La medida de aislamiento es la que forma parte de las verificaciones reglamentarias y aparece en la documentación cuando se tramita un boletín eléctrico oficial. Los valores mínimos exigidos y el resto de comprobaciones están detallados en la ITC-BT-05 de verificaciones e inspecciones.

Qué hacer cuando la fuga es alta pero repartida

Es el escenario más frustrante: mides circuito a circuito y no hay un culpable claro, solo cinco circuitos aportando 2-3 mA cada uno. No hay nada averiado, sencillamente hay demasiados equipos electrónicos colgando de un único diferencial.

La solución no es cambiar aparatos, es reorganizar protecciones. Repartir la instalación en varios diferenciales en lugar de uno solo divide la fuga acumulada entre ellos: si los 14 mA se reparten en dos diferenciales, cada uno ve 7 mA y ninguno se acerca al umbral. Es exactamente el criterio que sigue una instalación bien dimensionada según el reparto de circuitos C1 a C9 de la ITC-BT-26, donde cada grupo de usos va separado por diseño y no por casualidad.

En instalaciones con muchos variadores, inducción o electrónica de potencia, la otra vía es usar diferenciales superinmunizados, diseñados para no disparar ante fugas de alta frecuencia que no representan riesgo real para las personas.

Preguntas frecuentes

¿Puedo medir la fuga con la pinza amperimétrica que ya tengo en casa?

Casi con seguridad no. Las pinzas convencionales tienen una resolución mínima de 0,1 A (100 mA) y una fuga problemática está entre 10 y 20 mA, muy por debajo de lo que pueden leer. Te mostrarán 0,0 A y concluirás que no hay fuga cuando sí la hay. Hace falta una pinza específica de fugas, con resolución de centésimas de miliamperio y mordaza blindada. Es una herramienta profesional y bastante más cara que una pinza normal.

Mi instalación mide 12 mA de fuga pero el diferencial no salta nunca. ¿Tengo que hacer algo?

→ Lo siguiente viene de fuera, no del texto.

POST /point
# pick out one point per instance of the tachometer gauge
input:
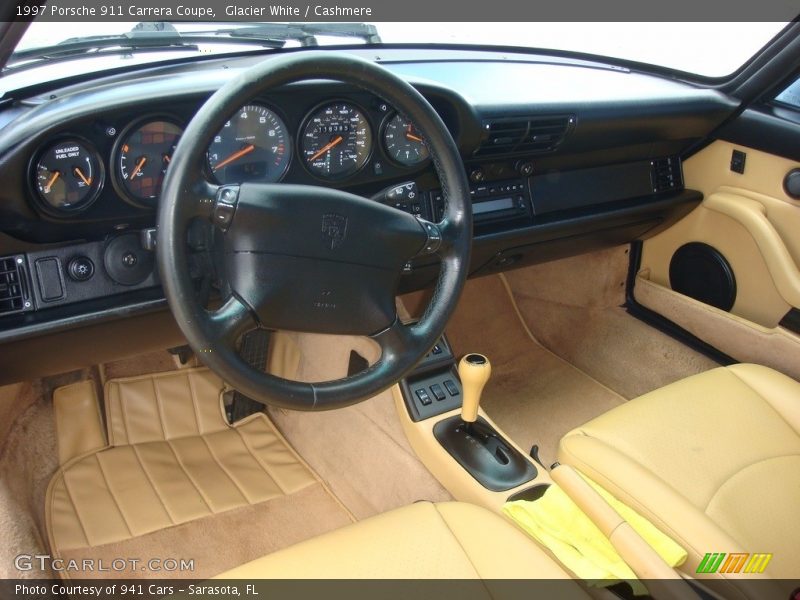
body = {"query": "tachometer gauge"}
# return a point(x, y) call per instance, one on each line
point(403, 143)
point(336, 141)
point(252, 146)
point(142, 158)
point(69, 175)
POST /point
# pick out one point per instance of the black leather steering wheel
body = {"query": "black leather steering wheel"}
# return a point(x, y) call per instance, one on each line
point(308, 258)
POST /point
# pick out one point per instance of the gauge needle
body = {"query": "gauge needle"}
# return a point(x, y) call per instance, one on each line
point(138, 167)
point(234, 156)
point(325, 148)
point(51, 181)
point(80, 174)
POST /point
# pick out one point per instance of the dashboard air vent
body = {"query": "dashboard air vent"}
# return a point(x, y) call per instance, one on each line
point(665, 174)
point(524, 135)
point(13, 285)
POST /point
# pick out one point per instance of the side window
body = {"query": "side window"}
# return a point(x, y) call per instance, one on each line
point(791, 95)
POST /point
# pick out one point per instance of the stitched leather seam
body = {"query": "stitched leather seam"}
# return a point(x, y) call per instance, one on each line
point(123, 413)
point(261, 462)
point(224, 469)
point(159, 409)
point(193, 394)
point(460, 545)
point(152, 483)
point(74, 509)
point(190, 478)
point(764, 398)
point(113, 495)
point(740, 471)
point(605, 482)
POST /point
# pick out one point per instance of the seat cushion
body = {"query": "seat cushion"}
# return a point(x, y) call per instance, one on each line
point(450, 540)
point(713, 460)
point(173, 459)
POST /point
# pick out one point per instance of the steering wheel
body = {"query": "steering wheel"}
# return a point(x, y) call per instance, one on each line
point(308, 258)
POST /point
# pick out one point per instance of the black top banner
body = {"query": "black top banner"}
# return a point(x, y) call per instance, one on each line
point(400, 10)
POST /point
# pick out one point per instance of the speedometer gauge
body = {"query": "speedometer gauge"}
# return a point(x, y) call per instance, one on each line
point(336, 141)
point(252, 146)
point(142, 158)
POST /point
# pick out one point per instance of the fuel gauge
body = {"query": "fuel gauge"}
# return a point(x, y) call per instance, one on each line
point(69, 175)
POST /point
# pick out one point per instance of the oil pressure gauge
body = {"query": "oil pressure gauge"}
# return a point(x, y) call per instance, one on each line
point(68, 175)
point(403, 143)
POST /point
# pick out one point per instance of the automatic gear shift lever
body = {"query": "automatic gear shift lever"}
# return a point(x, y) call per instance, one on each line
point(473, 442)
point(474, 371)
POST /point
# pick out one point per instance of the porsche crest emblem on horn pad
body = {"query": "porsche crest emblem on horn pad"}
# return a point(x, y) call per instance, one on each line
point(334, 229)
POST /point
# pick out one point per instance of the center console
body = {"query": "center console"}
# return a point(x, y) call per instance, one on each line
point(438, 404)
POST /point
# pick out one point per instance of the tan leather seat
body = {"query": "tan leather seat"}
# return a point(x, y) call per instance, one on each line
point(713, 460)
point(450, 540)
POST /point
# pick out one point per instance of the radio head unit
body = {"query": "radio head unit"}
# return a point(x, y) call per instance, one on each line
point(494, 201)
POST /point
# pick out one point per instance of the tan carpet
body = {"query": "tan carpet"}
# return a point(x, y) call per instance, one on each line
point(574, 307)
point(533, 395)
point(28, 459)
point(360, 451)
point(221, 542)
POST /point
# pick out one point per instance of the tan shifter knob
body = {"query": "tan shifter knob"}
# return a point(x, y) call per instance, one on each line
point(474, 371)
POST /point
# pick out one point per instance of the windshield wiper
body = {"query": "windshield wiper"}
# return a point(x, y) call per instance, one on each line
point(306, 33)
point(164, 36)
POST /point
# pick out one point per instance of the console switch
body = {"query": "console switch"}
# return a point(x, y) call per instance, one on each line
point(451, 387)
point(423, 396)
point(438, 392)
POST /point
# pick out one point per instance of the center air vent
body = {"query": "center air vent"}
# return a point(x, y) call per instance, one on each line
point(13, 285)
point(524, 135)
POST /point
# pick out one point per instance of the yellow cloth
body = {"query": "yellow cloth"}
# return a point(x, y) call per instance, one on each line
point(557, 522)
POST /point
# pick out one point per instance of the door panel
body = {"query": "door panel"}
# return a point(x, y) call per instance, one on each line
point(754, 225)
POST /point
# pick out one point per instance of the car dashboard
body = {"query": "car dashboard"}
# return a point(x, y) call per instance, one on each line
point(563, 156)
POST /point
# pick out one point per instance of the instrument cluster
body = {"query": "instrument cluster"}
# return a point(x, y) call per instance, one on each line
point(334, 141)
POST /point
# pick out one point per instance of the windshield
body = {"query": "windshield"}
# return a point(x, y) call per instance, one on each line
point(704, 49)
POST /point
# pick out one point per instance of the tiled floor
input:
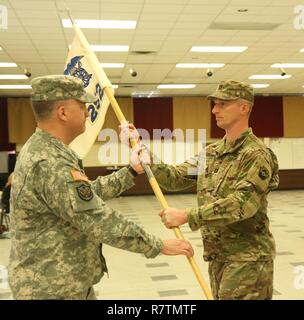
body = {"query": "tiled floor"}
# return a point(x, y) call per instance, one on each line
point(132, 276)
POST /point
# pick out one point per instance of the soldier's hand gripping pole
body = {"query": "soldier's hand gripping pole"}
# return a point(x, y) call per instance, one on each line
point(159, 195)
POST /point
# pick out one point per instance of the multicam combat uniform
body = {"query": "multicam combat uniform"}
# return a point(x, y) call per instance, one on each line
point(59, 221)
point(231, 213)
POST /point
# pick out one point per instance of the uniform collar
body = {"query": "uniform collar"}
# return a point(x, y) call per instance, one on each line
point(226, 147)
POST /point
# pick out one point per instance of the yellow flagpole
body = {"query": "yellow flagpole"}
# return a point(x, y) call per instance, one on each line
point(106, 84)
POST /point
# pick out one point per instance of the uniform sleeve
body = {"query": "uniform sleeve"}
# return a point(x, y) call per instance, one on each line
point(256, 171)
point(114, 184)
point(76, 203)
point(176, 178)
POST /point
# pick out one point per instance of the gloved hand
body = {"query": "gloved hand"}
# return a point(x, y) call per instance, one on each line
point(139, 155)
point(128, 132)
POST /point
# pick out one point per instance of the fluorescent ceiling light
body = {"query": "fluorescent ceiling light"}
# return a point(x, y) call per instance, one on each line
point(100, 24)
point(176, 86)
point(15, 86)
point(7, 65)
point(218, 49)
point(107, 48)
point(112, 65)
point(13, 76)
point(269, 76)
point(200, 65)
point(260, 85)
point(287, 65)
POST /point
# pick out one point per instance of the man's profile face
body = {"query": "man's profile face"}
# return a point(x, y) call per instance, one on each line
point(77, 114)
point(227, 113)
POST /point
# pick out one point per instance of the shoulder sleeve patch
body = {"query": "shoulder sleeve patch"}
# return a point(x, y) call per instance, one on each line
point(78, 176)
point(263, 173)
point(84, 192)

Sí, aunque no urja. Con 12 mA de fondo estás funcionando al límite: la norma permite que un diferencial de 30 mA dispare a partir de unos 15 mA, así que cualquier aparato que se sume —un termo que arranca, una lavadora calentando, un día de humedad alta— puede cruzar el umbral. Lo que hoy es un cuadro que "aguanta" mañana es un cuadro que salta de madrugada. Lo razonable es identificar qué circuito aporta más y, si la fuga está repartida entre muchos aparatos electrónicos, plantear un reparto en varios diferenciales.

¿Una corriente de fuga alta consume electricidad y me encarece la factura?

En términos prácticos, no de forma apreciable. Una fuga de 15 mA a 230 V son unos 3,5 vatios: menos que una bombilla LED encendida todo el día. El problema de la fuga no es económico, es de seguridad. Esa corriente circula por caminos no previstos —carcasas metálicas, tuberías, humedad en la pared— y si alguien toca ese punto en el momento y las condiciones equivocadas, el camino puede pasar por su cuerpo. Por eso el diferencial actúa en milisegundos: no protege el bolsillo, protege a las personas.

Si mido la fuga y sale correcta, ¿puedo descartar problemas en la instalación?

No del todo. La corriente de fuga retrata la instalación en el momento y las condiciones en que se mide. Un cable con el aislante muy deteriorado en un tramo seco puede dar una fuga baja hoy y disparar el diferencial la primera semana de lluvia. Por eso la medida de fuga se complementa con la de resistencia de aislamiento con megóhmetro, que evalúa el estado del cableado con independencia de lo que esté conectado. Si la instalación tiene décadas o nunca se ha revisado, merece la pena hacer las dos.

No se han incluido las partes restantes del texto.